ECLI:NL:RBZWB:2025:6523

Rechtbank Zeeland-West-Brabant

Datum uitspraak
29 juli 2025
Publicatiedatum
30 september 2025
Zaaknummer
C/02/406624 / FA RK 23-834
Instantie
Rechtbank Zeeland-West-Brabant
Type
Uitspraak
Procedures
  • Rekestprocedure
Rechters
  • De Beer
Vindplaatsen
  • Rechtspraak.nl
AI samenvatting door LexboostAutomatisch gegenereerd

Verwijzing naar het Uniform Hulpaanbod en vaststelling van een voorlopige zorgregeling in een gezags- en omgangszaak

In deze zaak heeft de Rechtbank Zeeland-West-Brabant op 29 juli 2025 een beschikking gegeven in een rekestprocedure betreffende de minderjarige [minderjarige], geboren op [geboortedag] 2022. De man, vertegenwoordigd door mr. L. Verheuvel, en de vrouw, vertegenwoordigd door mr. E. Sijnesael, hebben een verzoek ingediend om een omgangsregeling en gezamenlijk gezag over de minderjarige vast te stellen. De Raad voor de Kinderbescherming heeft geadviseerd over het verzoek en de rechtbank heeft de zaak beoordeeld op basis van eerdere beschikkingen en rapportages van de Raad. De rechtbank heeft vastgesteld dat er een behoefte is aan een hulpverleningstraject binnen het Uniform Hulpaanbod, omdat de ouders niet in staat zijn om samen beslissingen te nemen in het belang van hun kind. De rechtbank heeft een voorlopige omgangsregeling vastgesteld, waarbij de man en de minderjarige wekelijks op woensdag contact hebben. De rechtbank heeft de beslissing uitvoerbaar bij voorraad verklaard, wat betekent dat de regeling onmiddellijk moet worden nageleefd, ongeacht een eventueel hoger beroep. De rechtbank heeft ook een pro forma datum vastgesteld voor de indiening van de UHA-rapportage, die de voortgang van het hulpverleningstraject moet evalueren.

Uitspraak

beschikking
RECHTBANK ZEELAND-WEST-BRABANT
Team Familie- en Jeugdrecht
Zittingsplaats: Middelburg
Zaaknummer: C/02/406624 / FA RK 23-834
datum uitspraak: 29 juli 2025
tussenbeschikking over gezag en omgang
in de zaak van
[de man],
hierna: de man,
wonende in [plaats 1] ,
advocaat: mr. L. Verheuvel te Middelburg,
tegen
[de vrouw] ,
hierna: de vrouw,
wonende in [plaats 2] ,
advocaat: mr. E. Sijnesael te Middelburg,
over de minderjarige:
-
[minderjarige], geboren te [geboorteplaats] op [geboortedag] 2022, hierna: [minderjarige] .
Op grond van artikel 810 van het Wetboek van Burgerlijke Rechtsvordering heeft de Raad voor de Kinderbescherming, regio Zuidwest Nederland, locatie Middelburg,
hierna: de Raad, de rechtbank over het verzoek geadviseerd.

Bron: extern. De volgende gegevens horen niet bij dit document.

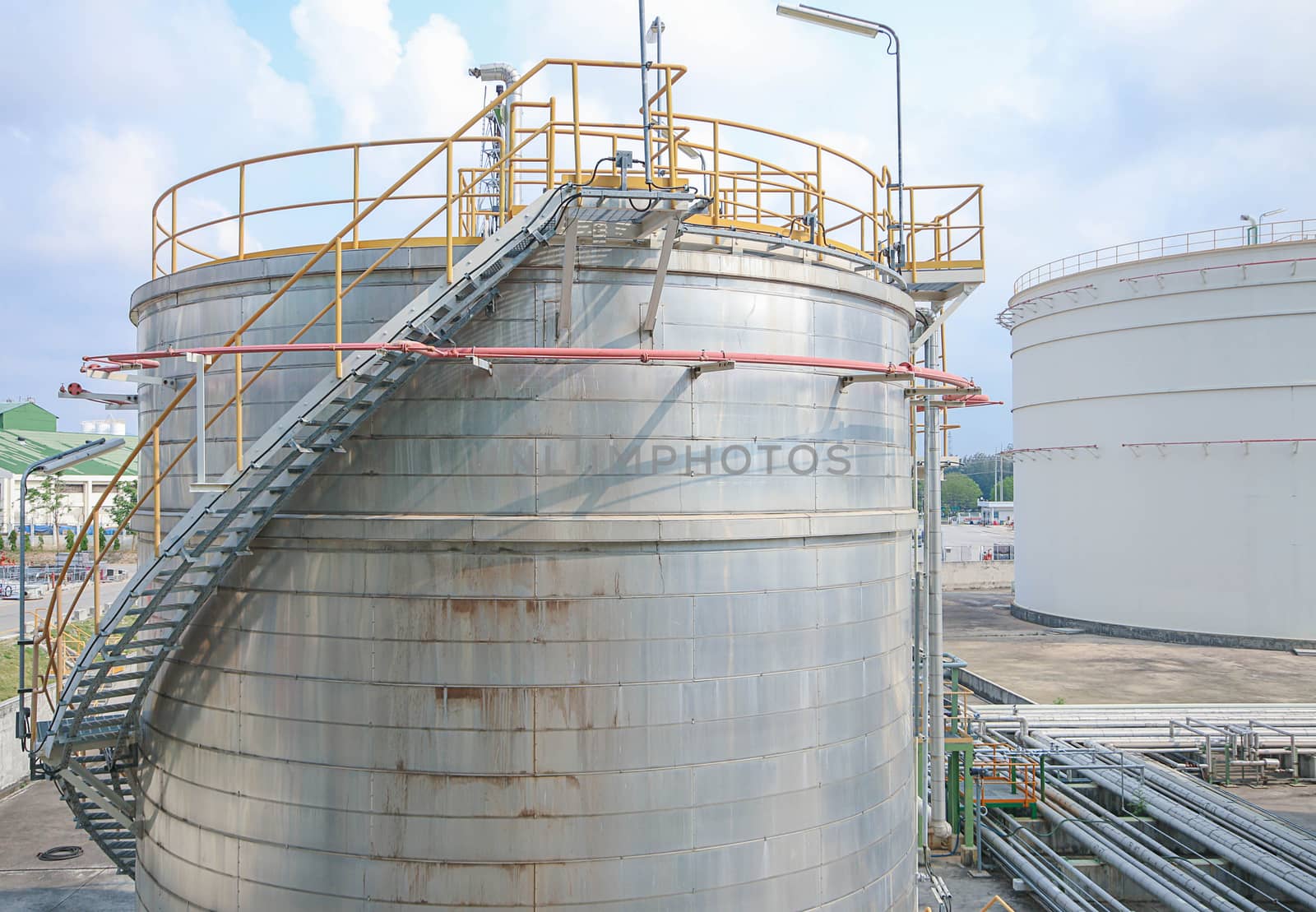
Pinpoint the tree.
[109,482,137,534]
[941,473,983,513]
[28,475,68,552]
[991,475,1015,500]
[958,452,1015,500]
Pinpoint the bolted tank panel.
[1008,241,1316,647]
[134,239,915,910]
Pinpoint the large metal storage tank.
[1003,234,1316,647]
[133,238,915,912]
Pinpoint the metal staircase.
[37,184,702,875]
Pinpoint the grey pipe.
[639,0,654,189]
[923,318,950,836]
[1011,824,1137,912]
[1048,782,1265,912]
[1029,738,1316,908]
[980,826,1091,912]
[1095,749,1316,864]
[1037,802,1205,912]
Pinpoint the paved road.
[0,566,133,640]
[0,782,137,912]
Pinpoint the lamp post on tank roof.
[645,16,669,171]
[1239,206,1287,246]
[776,2,906,270]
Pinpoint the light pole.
[1239,206,1287,246]
[776,2,906,270]
[16,437,123,749]
[641,16,667,172]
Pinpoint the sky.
[0,0,1316,454]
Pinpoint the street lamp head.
[30,437,123,475]
[776,2,882,38]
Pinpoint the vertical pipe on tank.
[640,0,654,187]
[923,322,950,837]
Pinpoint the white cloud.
[31,125,171,266]
[291,0,483,141]
[0,0,314,275]
[290,0,403,138]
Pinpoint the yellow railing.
[31,59,982,725]
[151,61,983,278]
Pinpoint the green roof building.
[0,401,137,533]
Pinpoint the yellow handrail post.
[444,146,452,283]
[239,162,246,259]
[873,178,882,262]
[351,146,360,250]
[662,68,680,181]
[90,509,100,631]
[151,425,160,557]
[169,189,178,272]
[544,95,558,193]
[233,336,242,471]
[813,146,824,226]
[900,187,919,281]
[754,160,763,221]
[571,62,584,183]
[333,237,342,379]
[711,120,722,228]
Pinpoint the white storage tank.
[1000,222,1316,649]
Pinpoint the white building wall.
[1012,242,1316,645]
[0,473,137,535]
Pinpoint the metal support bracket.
[640,215,680,337]
[557,219,581,340]
[841,373,913,392]
[910,285,978,353]
[689,360,735,380]
[183,351,215,493]
[59,757,136,833]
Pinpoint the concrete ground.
[0,782,137,912]
[919,858,1044,912]
[1229,785,1316,833]
[0,563,137,638]
[943,592,1316,703]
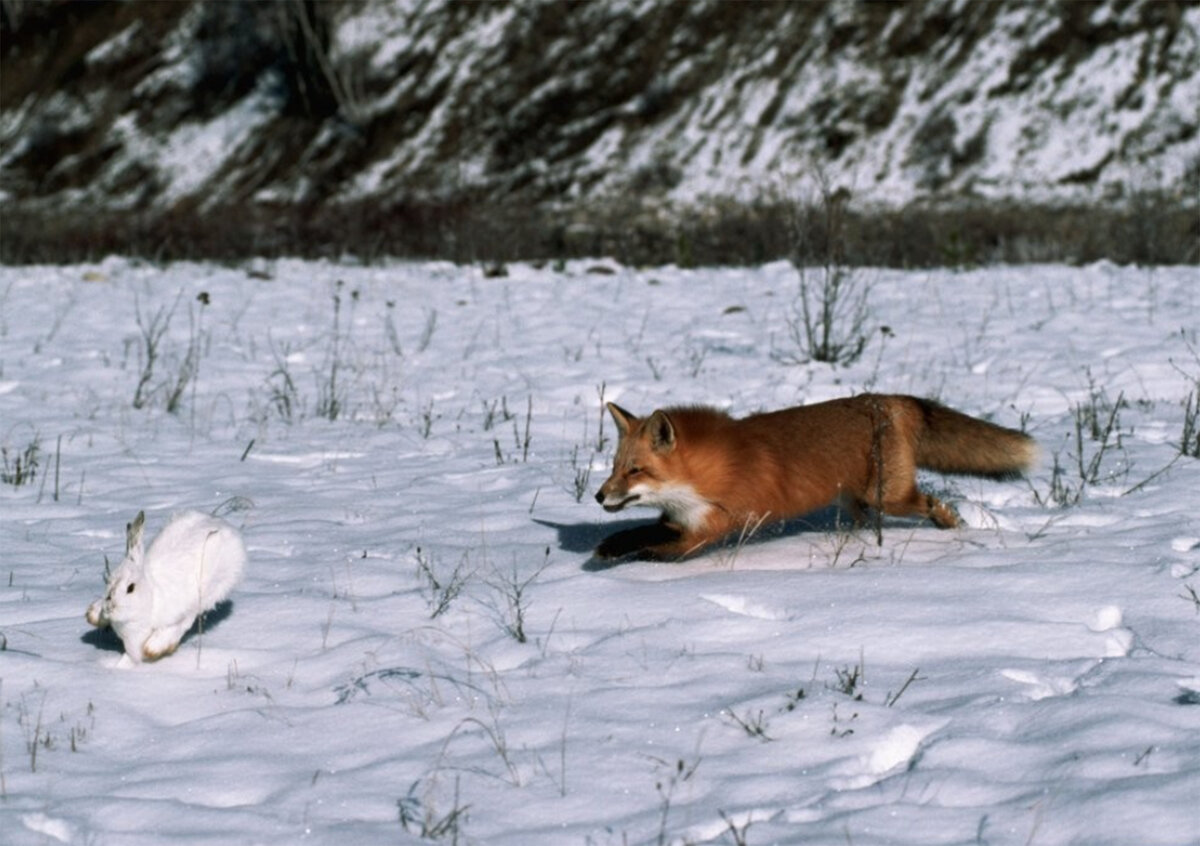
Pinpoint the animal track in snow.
[700,593,791,620]
[834,724,931,790]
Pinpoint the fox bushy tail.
[916,400,1038,479]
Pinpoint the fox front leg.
[595,520,683,560]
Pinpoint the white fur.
[88,511,246,664]
[629,482,713,529]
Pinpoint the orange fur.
[596,394,1037,558]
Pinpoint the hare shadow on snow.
[79,599,233,653]
[533,505,854,572]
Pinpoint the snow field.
[0,258,1200,846]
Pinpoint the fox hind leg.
[883,485,961,529]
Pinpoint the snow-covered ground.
[0,259,1200,846]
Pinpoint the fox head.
[596,402,712,528]
[596,402,676,511]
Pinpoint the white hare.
[88,511,246,664]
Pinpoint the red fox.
[595,394,1037,559]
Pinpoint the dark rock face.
[0,0,1200,220]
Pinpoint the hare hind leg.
[142,619,194,661]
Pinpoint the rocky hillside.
[0,0,1200,260]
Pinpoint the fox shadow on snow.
[79,599,233,652]
[533,505,853,572]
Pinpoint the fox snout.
[596,482,637,511]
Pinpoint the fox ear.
[125,511,146,557]
[646,409,674,452]
[606,402,637,437]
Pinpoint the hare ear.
[125,511,146,558]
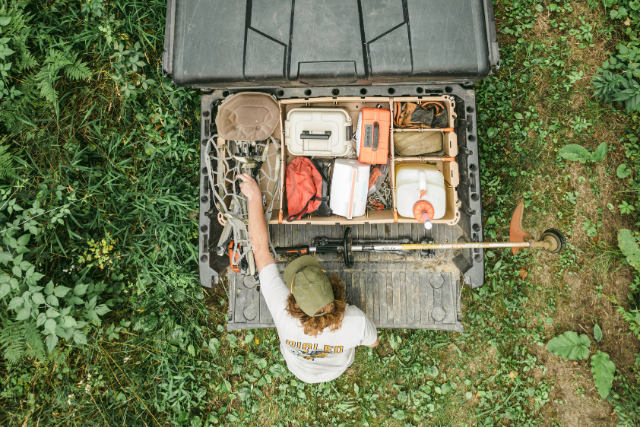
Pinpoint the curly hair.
[286,274,347,337]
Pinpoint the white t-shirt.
[260,264,378,383]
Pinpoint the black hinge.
[453,117,467,129]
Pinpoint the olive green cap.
[284,255,334,317]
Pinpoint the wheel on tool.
[540,228,567,254]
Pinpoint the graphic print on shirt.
[287,340,344,362]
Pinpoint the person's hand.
[236,173,262,201]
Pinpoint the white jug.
[396,162,447,228]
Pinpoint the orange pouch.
[357,108,391,165]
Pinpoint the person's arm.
[367,335,380,348]
[237,173,276,273]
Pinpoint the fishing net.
[205,135,280,275]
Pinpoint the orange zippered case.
[356,108,391,165]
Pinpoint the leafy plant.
[547,331,591,360]
[618,228,640,271]
[558,142,608,163]
[547,325,615,399]
[593,323,602,342]
[616,163,632,179]
[591,350,616,399]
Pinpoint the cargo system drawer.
[199,84,484,288]
[269,94,460,225]
[162,0,499,320]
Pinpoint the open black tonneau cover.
[163,0,499,331]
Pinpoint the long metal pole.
[351,242,547,252]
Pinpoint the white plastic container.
[395,163,447,220]
[329,159,369,219]
[284,108,352,157]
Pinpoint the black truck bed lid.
[163,0,499,88]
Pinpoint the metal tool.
[276,202,566,267]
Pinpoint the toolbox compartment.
[162,0,499,322]
[199,85,484,288]
[269,95,460,225]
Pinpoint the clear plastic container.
[395,162,447,221]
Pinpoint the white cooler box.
[284,108,352,157]
[329,159,370,219]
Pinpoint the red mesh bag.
[286,157,324,221]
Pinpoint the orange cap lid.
[413,200,435,222]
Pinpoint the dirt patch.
[538,348,616,427]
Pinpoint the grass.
[0,0,640,427]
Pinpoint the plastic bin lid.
[163,0,499,88]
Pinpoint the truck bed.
[227,224,463,332]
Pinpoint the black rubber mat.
[227,224,462,332]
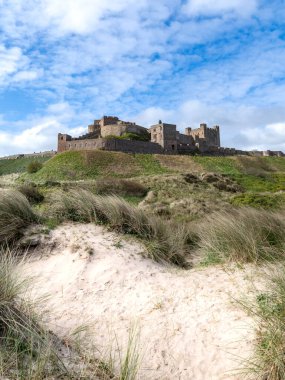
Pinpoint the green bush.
[27,161,43,174]
[242,263,285,380]
[197,208,285,263]
[95,178,148,197]
[18,183,44,204]
[0,190,38,244]
[231,193,285,209]
[50,189,190,267]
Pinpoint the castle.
[58,116,220,154]
[57,116,284,156]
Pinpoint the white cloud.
[184,0,257,17]
[132,100,285,152]
[0,45,23,79]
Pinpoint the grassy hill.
[16,150,285,192]
[21,150,171,182]
[0,150,285,212]
[0,156,50,176]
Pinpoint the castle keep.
[58,116,220,154]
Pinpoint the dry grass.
[95,178,147,197]
[0,190,38,245]
[198,208,285,263]
[50,190,189,267]
[242,262,285,380]
[0,249,66,379]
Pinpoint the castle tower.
[149,120,177,152]
[57,133,72,153]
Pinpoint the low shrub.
[18,183,44,204]
[242,263,285,380]
[231,193,285,209]
[0,249,66,379]
[51,189,190,267]
[0,190,39,245]
[95,178,148,197]
[27,161,43,174]
[197,208,285,263]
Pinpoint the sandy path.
[22,224,258,380]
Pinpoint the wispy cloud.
[0,0,285,155]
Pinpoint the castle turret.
[57,133,72,153]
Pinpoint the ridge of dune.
[25,223,254,380]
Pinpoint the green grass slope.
[20,150,285,193]
[0,156,50,176]
[23,150,169,182]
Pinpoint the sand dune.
[25,224,254,380]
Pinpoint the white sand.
[23,224,254,380]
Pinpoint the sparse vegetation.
[49,190,189,266]
[0,156,50,176]
[198,208,285,263]
[27,161,43,174]
[18,183,44,204]
[231,193,285,210]
[0,190,39,244]
[95,178,147,197]
[241,263,285,380]
[0,249,66,379]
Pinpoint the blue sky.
[0,0,285,156]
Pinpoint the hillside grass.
[22,150,168,182]
[0,156,50,176]
[197,208,285,264]
[48,189,191,267]
[193,156,285,192]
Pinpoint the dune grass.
[241,263,285,380]
[0,248,66,379]
[0,156,50,176]
[197,208,285,263]
[50,189,189,267]
[0,190,39,245]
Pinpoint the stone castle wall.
[58,134,163,154]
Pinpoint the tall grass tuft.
[0,248,65,379]
[0,190,38,245]
[51,189,189,267]
[195,208,285,263]
[242,263,285,380]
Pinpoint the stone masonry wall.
[58,136,163,154]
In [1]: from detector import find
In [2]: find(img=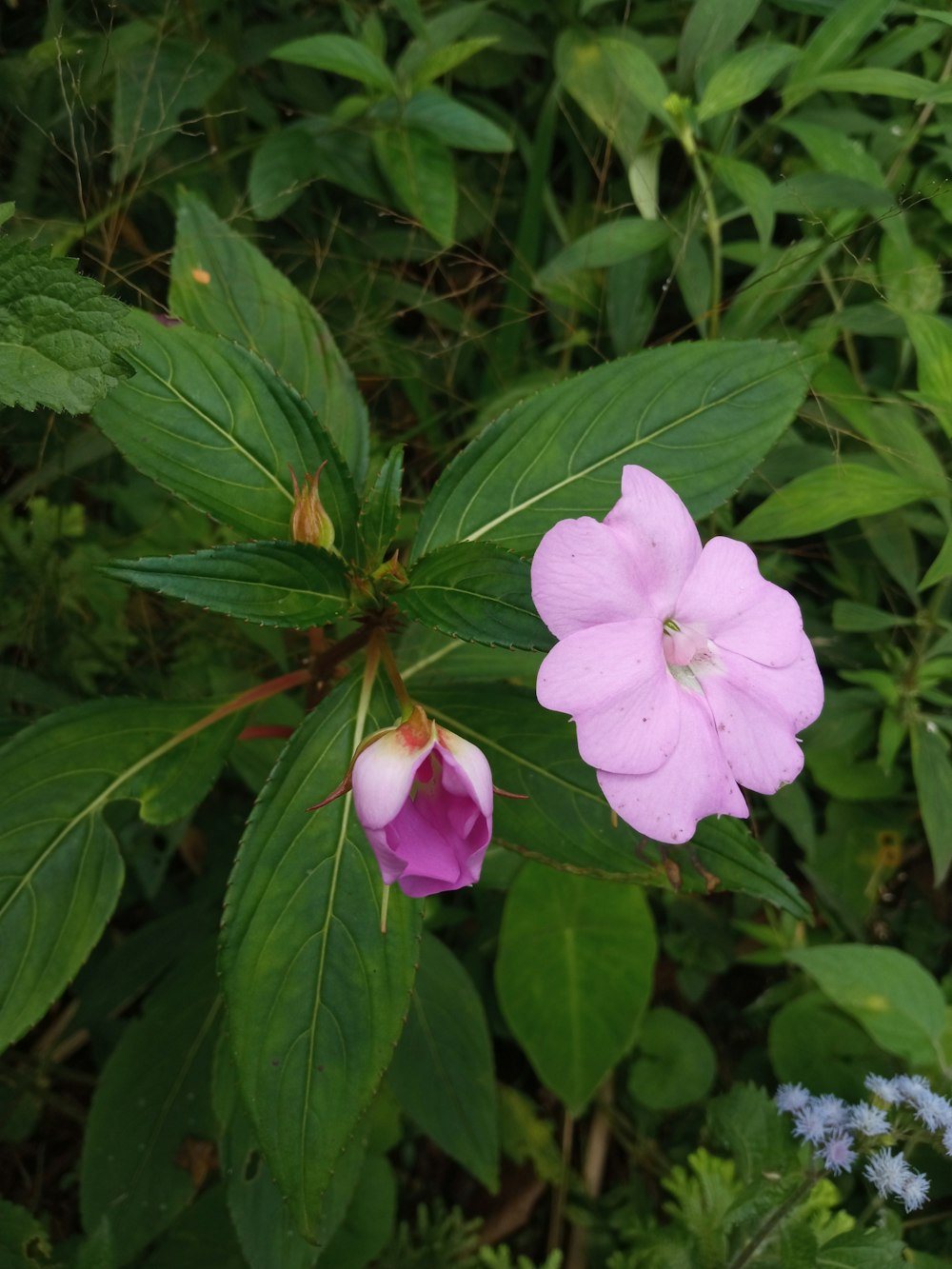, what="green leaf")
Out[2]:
[110,37,235,186]
[169,191,369,485]
[412,342,807,559]
[103,542,350,629]
[787,942,945,1063]
[270,35,396,92]
[221,679,420,1239]
[734,462,929,542]
[414,684,810,920]
[372,129,457,247]
[357,446,404,568]
[80,944,221,1264]
[496,864,658,1114]
[92,313,357,559]
[628,1007,717,1110]
[910,720,952,885]
[403,88,513,153]
[697,43,800,123]
[0,237,136,414]
[0,701,239,1049]
[393,542,555,651]
[387,935,499,1193]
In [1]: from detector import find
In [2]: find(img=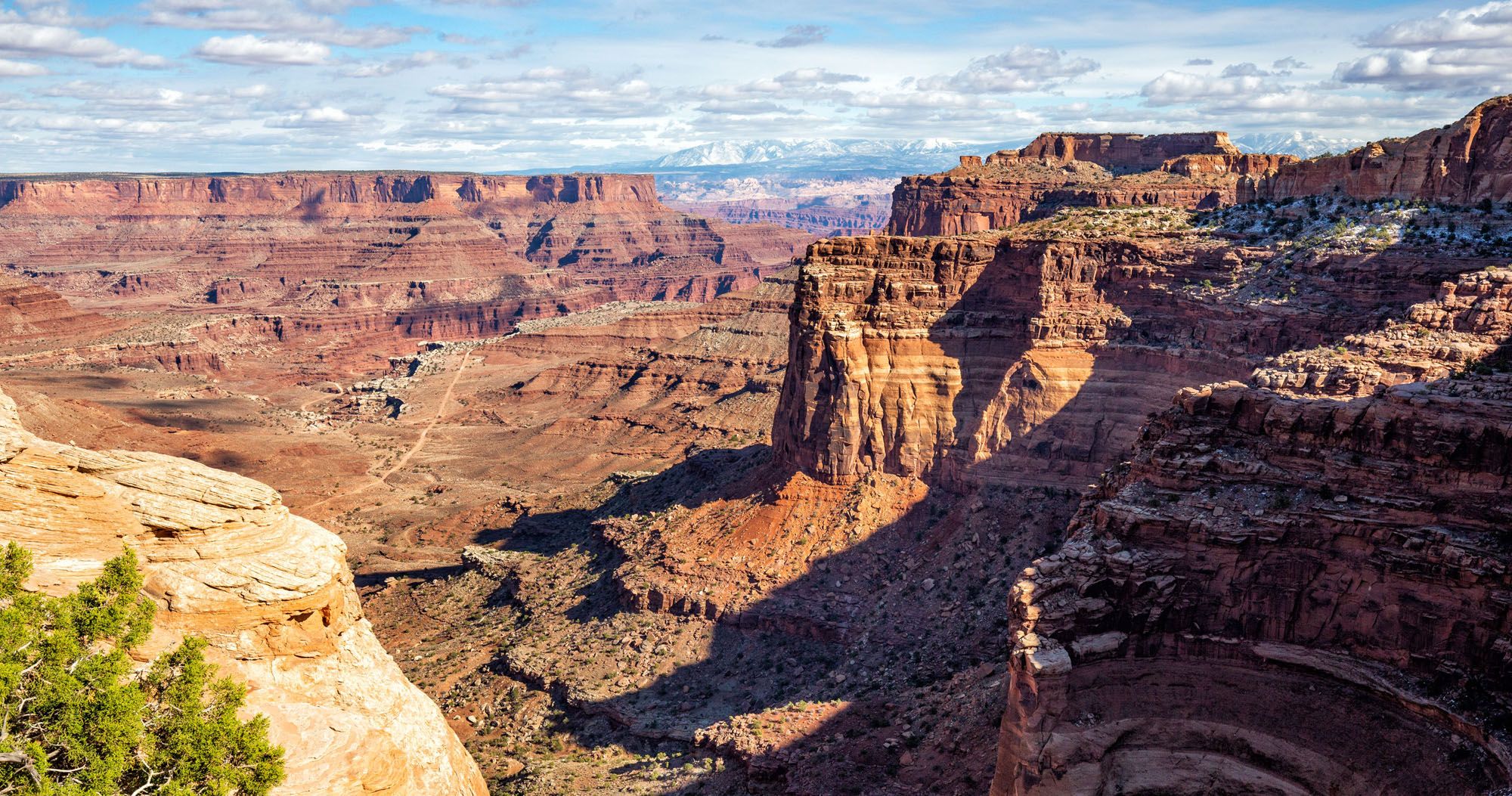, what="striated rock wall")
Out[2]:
[888,145,1297,234]
[773,213,1483,488]
[0,384,487,796]
[1241,95,1512,204]
[0,172,656,216]
[0,275,106,343]
[987,132,1241,174]
[673,194,892,236]
[0,172,812,370]
[993,262,1512,794]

1.Het verdere procesverloop

1.1.
In het dossier zitten de volgende stukken:
- de beschikking van deze rechtbank van 26 april 2024 en alle daarin genoemde stukken;
- het bericht van de Raad van 19 juli 2024;
- het rapport van de Raad van 7 februari 2025;
- het F9-formulier van mr. Sijnesael van 10 maart 2025;
- de brief van mr. Verheuvel van 10 maart 2025.

2.De verdere beoordeling

2.1.
De volgende verzoeken liggen nog ter beoordeling aan de rechtbank voor:
De verzoeken van de man om, voor zover mogelijk uitvoerbaar bij voorraad:
1. tussen hem en [minderjarige] een omgangs-/zorgregeling vast te stellen inhoudende dat hij omgang/contact met hem heeft:
- gedurende één weekend in de veertien dagen van vrijdag 16:00 / na schooltijd tot zondag 19:00 uur, en daarnaast elke week op donderdag van 16:00 tot 19:00 uur, alsmede gedurende de helft van de vakanties en feestdagen, dan wel een zorg-/omgangsregeling vast te stellen die de rechtbank in goede justitie juist acht;
2) te bepalen dat hij samen met de vrouw met het gezag over [minderjarige] wordt belast.
2.2.
De rechtbank verwijst naar haar beschikking van 27 december 2023. Hierbij heeft de rechtbank de beslissing over het gezag, de omgangsregeling en de kinderbijdrage aangehouden voor de duur van drie maanden, om partijen in de gelegenheid te stellen zich uit te laten over:
  • het verloop en de resultaten van de al ingezette en de nog in te zetten hulpverlening;
  • het verloop van de omgangsregeling;
  • of partijen afspraken hebben kunnen maken over de kinderbijdrage en, zo ja, wat deze afspraken inhouden;
  • of partijen een nieuwe mondelinge behandeling wensen.
Verder heeft de rechtbank partijen in het kader van het Uniform Hulpaanbod verwezen naar het loket van de samenwerkende gemeenten in de regio Zeeland voor een (jeugd)hulptraject en aan het loket verzocht om uiterlijk 18 juni 2024 pro forma de UHA rapportage over het verloop en de resultaten van het (jeugd)hulpverleningstraject bij de griffie van de rechtbank in te dienen.
2.3.
Bij beschikking van 26 april 2024 is bepaald dat de man met ingang van 1 december 2023 ten behoeve van de verzorging en opvoeding van de minderjarige [minderjarige] , geboren te [geboorteplaats] op [geboortedag] 2022, aan de vrouw, voor wat betreft de toekomstige termijnen bij vooruitbetaling, moet voldoen een bedrag van € 95,= (vijfennegentig euro) per maand.
2.4.
Bij voornoemde beschikking heeft de rechtbank bepaald dat de verzoeken van de man omtrent het gezag en de omgangsregeling worden aangehouden in afwachting van het verloop en de resultaten van de nog in te zetten hulpverlening en de UHA-rapportage van het loket over het verloop en de resultaten van het (jeugd)hulpverleningstraject tot 18 juni 2024 pro forma.
2.5.
Uit het bericht van de Raad van 19 juli 2024 blijkt dat het UHA-traject tussen partijen niet is geslaagd. De Raad is verzocht onderzoek te doen naar en advies uit te brengen ten aanzien van het gezamenlijk gezag en de omgang.
2.6.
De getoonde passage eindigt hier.